Scarlett Johansson 'snubbed Saudi Crown Prince MbS' offer to fund upcoming film'

A Pulitzer prize-winning photojournalist has revealed that an offer by Saudi Crown Prince Mohammed bin Salman to fund her biopic was snubbed due to the prince's human rights record.
3 min read
25 October, 2018
Scarlett Johansson reportedly snubbed the Saudi funding over MbS' human rights record [AFP]


Hollywood star Scarlett Johansson reportedly turned down funding for her next film from Saudi Crown Prince Mohammed bin Salman, according to a prominent photojournalist.

Pulitzer prize-winner Lynsey Addario is to be played by Johansson in a biopic directed by Ridley Scott.

"Scarlett Johansson said absolutely not," Addario said in an interview with the New York Times. "She said: 'This guy is perpetuating the war in Yemen. He has women in prison.'"

"This was before the killing of Khashoggi, when he became one of the main people who wanted to fund the movie," Addario added, referring to the fallout that has followed the killing of Saudi journalist Jamal Khashoggi.

Prince Mohammed is currently at the centre of intense international pressure following Khashoggi's assassination, with US President Donald Trump this week hinting that the powerful prince may have been behind the killing.

Khashoggi, a Saudi journalist who had been living in self-imposed exile, visited the Saudi consulate in Istanbul on October 2 to complete some documents that would allow him to remarry.
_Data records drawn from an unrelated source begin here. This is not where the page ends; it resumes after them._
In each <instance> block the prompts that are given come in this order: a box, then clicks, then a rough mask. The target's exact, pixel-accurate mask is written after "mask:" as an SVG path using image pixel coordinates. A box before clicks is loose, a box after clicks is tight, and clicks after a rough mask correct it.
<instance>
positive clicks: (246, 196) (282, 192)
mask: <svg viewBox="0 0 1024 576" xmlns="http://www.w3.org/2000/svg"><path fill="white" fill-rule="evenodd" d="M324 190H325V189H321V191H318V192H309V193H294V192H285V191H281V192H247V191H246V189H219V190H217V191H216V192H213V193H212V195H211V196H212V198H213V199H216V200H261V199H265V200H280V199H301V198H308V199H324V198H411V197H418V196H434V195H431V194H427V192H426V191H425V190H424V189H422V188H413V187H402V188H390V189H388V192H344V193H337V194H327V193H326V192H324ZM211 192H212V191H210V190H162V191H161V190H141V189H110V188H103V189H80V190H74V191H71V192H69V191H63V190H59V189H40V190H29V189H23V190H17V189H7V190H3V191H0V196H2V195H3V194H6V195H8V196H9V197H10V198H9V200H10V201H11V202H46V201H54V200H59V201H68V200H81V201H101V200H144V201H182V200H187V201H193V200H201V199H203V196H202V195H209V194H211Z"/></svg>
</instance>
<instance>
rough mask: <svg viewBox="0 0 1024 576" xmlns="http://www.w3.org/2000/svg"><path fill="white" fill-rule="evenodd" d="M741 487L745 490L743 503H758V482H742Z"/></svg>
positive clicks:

The 59-year-old failed to re-emerge, prompting widespread accusations that Saudi Arabia's leadership had killed the dissident writer.

Riyadh admitted that Khashoggi had been killed at the consulate almost three weeks after his disappearance, however claimed that his death was the result of a scuffle. Riyadh changed its take on the killing on Thursday, with prosecutors from the kingdom saying that the murder was planned.

Crown Prince Mohammed has attempted to market himself
as a liberal reformer [Getty]


Khashoggi's death has highlighted the brutal side of Saudi rule under Crown Prince Mohammed, undoing millions of dollars of public relations work intended to present the 33-year-old heir as a liberal reformer.

"I didn't meet with him personally," Addario said. "But my sense is that he probably – my movie got folded into this huge charm campaign. And that fact that he wanted to show the west that he was into Hollywood, he was into all the great things of the west... Do I want him associated with this movie? Obviously not. And thank God he's not."

The revalations about Johansson's snub of Saudi funding may mark a turn in relations between the Saudi prince and popular public figures from the United States, who had entertained the prince's overtures.

In April, Prince Mohammed headed to Hollywood to meet studio heads and actors, including Dwayne 'The Rock' Johnson. 

"I look forward to my first visit soon to Saudi Arabia," Johnson wrote at the time. "I'll be sure to bring my finest tequila to share with the (sic) his Royal Highness and family."

Prince Mohammed appeared earlier this week on a panel of other Arab leaders at the Saudi Future Investment Initiative, dubbed "Davos in the desert", which was largely boycotted by Western politicians and corporate bigwigs over the Khashoggi affair.

The prince broke his silence over the Khashoggi affair, describing it as a "heinous crime".